Sunday, December 29, 2013

Clustered Index in SQL Server

Indices are of many types in SQL Server. But mainly we hear the words Clustered Index and Non-Clustered Index. Both have different functionality and architecture. In this article we will see about Clustered Index, its functionality and architecture.

Index acts like a pointer. Index is mainly used to sort the data rows. Clustered Index sorts the rows in the physical order they are present on the disk. It may be Ascending or Descending order, based on user's choice. Clustered Index has fields like Key Value and it stores the data row. When a data row is queried, Optimizer goes to the row through Index and gets the row through its Key Value.

Clustered Index can be only one per table because sorting the rows in a physical order they are stored on disk can be done only once. It can be of two types namely Unique and Non-Unique. When a column is defined as Primary Key, automatically a unique Clustered Index is created. It can also be defined on a table manually, either Unique or Non-Unique. Non-Unique Clustered Index allows duplicate values where as Unique doesn't allow.

Architecture


The aim of Index is to divide the table into pages, allocating some number of rows per page. The size of a page is 8 KB. This 8 KB is allocated based on type of columns you use in table. If you use varchar columns of larger size, which is equal to 8 KB then it may allocate only one row per page.


Levels of a clustered index

This is the architecture specified by Microsoft in its official documentation on Clustered Index. It is represented as a B- Tree. It is a doubly linked list. The leaf nodes contain a Key Value and Data Pages which in turn contain Data Rows. The intermediate level nodes point to the leaf nodes. These nodes contain the Key Values of the leaf nodes.

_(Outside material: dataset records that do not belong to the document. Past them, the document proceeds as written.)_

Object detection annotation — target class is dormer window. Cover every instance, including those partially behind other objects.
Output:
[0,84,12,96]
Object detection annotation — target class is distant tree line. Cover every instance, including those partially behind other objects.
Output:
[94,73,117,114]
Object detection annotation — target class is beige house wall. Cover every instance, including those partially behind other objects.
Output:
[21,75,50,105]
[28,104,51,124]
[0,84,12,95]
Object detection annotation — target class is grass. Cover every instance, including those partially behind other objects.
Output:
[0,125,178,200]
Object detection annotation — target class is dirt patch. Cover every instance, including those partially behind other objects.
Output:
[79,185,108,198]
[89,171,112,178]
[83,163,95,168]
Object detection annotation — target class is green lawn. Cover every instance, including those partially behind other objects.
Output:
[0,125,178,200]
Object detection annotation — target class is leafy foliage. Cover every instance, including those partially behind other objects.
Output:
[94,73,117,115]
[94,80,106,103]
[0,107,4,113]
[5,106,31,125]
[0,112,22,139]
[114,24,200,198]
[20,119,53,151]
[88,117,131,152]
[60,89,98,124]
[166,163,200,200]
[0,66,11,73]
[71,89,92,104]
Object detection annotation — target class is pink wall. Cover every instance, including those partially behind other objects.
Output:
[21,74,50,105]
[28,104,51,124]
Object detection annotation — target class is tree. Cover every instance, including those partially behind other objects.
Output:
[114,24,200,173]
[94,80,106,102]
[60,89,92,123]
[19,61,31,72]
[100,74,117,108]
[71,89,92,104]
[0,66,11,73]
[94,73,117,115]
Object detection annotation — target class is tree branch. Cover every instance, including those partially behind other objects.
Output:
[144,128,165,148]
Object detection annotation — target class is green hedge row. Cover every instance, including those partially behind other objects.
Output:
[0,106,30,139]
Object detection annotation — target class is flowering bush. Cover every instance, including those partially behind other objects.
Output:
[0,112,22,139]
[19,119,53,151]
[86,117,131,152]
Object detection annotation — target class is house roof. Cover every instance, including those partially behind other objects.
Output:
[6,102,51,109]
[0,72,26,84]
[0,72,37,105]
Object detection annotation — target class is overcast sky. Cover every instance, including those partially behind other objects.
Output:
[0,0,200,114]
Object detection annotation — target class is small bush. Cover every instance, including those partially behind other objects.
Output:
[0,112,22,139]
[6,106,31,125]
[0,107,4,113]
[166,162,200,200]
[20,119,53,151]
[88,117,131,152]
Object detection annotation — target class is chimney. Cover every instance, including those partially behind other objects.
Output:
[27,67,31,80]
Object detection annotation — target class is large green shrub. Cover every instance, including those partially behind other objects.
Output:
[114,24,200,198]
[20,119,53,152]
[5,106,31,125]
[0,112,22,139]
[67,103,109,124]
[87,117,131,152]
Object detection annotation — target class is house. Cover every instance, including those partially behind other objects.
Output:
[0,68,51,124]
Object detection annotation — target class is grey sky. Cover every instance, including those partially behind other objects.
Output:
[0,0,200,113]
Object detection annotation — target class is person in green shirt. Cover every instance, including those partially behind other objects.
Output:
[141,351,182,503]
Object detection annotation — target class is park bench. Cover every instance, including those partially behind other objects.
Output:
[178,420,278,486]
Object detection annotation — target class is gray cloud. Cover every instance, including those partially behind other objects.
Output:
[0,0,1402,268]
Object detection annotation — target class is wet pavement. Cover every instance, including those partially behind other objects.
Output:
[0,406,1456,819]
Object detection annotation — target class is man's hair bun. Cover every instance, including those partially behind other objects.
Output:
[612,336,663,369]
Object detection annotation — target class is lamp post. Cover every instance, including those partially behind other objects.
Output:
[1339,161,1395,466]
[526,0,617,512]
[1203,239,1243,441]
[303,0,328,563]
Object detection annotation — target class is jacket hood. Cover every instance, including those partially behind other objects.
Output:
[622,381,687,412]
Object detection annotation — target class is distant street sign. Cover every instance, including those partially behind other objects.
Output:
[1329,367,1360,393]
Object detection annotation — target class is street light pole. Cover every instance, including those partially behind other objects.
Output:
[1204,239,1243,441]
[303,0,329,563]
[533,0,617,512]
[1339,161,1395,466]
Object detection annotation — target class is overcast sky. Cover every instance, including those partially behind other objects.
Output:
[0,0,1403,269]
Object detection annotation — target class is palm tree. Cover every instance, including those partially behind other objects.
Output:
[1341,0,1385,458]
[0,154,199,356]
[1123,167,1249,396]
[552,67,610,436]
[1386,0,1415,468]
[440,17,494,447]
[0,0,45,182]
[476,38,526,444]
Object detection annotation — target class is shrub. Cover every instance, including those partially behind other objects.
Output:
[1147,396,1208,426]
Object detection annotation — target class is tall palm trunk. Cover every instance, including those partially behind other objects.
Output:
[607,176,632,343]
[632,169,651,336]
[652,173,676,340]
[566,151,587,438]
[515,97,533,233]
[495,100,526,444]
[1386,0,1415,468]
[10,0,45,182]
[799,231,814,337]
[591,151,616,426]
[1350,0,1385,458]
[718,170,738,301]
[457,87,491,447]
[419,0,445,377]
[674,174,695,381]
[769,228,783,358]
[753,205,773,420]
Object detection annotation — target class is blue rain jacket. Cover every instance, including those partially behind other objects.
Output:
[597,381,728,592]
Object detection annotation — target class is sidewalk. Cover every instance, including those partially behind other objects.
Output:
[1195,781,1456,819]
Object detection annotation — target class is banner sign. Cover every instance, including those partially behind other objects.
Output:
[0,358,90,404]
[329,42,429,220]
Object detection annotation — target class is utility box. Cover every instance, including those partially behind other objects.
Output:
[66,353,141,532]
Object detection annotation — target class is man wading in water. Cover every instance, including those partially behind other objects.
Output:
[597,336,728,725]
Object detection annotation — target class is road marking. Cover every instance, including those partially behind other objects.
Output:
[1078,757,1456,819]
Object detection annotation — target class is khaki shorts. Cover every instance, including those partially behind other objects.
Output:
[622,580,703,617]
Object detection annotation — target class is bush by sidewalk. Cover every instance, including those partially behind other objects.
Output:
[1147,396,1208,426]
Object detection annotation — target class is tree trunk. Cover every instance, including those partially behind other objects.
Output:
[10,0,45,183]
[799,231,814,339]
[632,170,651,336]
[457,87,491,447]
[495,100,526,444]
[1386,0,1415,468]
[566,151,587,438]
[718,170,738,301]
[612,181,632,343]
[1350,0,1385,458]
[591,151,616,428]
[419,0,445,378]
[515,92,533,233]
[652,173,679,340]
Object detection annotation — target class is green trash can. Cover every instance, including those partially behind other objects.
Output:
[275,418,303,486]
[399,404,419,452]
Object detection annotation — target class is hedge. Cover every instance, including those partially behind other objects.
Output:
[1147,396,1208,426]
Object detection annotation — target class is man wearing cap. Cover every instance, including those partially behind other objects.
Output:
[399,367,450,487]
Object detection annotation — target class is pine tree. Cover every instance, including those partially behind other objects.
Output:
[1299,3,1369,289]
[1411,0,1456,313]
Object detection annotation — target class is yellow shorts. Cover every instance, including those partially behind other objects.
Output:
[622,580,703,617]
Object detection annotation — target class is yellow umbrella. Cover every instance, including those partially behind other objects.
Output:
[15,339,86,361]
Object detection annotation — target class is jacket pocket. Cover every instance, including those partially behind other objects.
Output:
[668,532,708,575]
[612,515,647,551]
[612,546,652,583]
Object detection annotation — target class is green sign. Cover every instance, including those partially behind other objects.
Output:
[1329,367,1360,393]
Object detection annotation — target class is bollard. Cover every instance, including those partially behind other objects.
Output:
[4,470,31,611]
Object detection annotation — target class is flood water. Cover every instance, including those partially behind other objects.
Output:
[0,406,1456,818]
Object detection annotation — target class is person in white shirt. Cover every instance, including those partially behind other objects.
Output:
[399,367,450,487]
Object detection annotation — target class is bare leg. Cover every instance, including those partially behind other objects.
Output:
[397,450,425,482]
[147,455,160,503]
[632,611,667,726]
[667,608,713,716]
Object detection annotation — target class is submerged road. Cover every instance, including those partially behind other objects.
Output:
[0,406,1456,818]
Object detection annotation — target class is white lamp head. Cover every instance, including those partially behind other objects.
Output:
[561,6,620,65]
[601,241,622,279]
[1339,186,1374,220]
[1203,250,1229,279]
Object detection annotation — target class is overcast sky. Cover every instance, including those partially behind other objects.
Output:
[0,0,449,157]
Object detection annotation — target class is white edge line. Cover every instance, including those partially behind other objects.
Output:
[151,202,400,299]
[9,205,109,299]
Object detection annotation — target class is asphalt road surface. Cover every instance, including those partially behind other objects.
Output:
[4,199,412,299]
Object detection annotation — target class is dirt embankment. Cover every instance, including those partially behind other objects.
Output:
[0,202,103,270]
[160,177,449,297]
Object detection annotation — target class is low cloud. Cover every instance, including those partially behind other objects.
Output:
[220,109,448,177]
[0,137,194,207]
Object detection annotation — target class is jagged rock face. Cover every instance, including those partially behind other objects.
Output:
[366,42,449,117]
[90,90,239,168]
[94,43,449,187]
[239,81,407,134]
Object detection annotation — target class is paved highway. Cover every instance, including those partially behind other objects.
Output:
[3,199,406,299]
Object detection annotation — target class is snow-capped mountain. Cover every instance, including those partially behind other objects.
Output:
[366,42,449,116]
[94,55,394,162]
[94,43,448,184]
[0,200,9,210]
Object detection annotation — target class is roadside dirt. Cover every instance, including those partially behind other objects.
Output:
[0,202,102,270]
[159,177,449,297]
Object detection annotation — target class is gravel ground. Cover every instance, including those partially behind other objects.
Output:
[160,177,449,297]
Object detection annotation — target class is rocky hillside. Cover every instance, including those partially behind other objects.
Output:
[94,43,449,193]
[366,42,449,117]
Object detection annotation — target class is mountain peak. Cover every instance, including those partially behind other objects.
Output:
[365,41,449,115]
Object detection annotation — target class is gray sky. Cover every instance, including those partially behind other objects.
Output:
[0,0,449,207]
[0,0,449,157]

The root node points to the intermediate level leaf nodes. 

The above architecture is for one partition. Partitioning means dividing a table among different file groups. Each partition contains some number of rows. But this feature is available in Enterprise Edition of SQL Server, not in Express Editions. In Express Editions, a complete table is considered as a Partition. For a partition, the id of Clustered Index is always 1. You can check by running the following query:

SELECT * FROM sys.partitions

See the Result Pane now:




You can see in the Result Pane, wherever the column index_id has value 1 that represents the respective table has a clustered index on it. You can also observe that partition_number has value 1. It is because no partitions are made on any table. The value 0 for index_id for a table means, a No Index exists on that table. 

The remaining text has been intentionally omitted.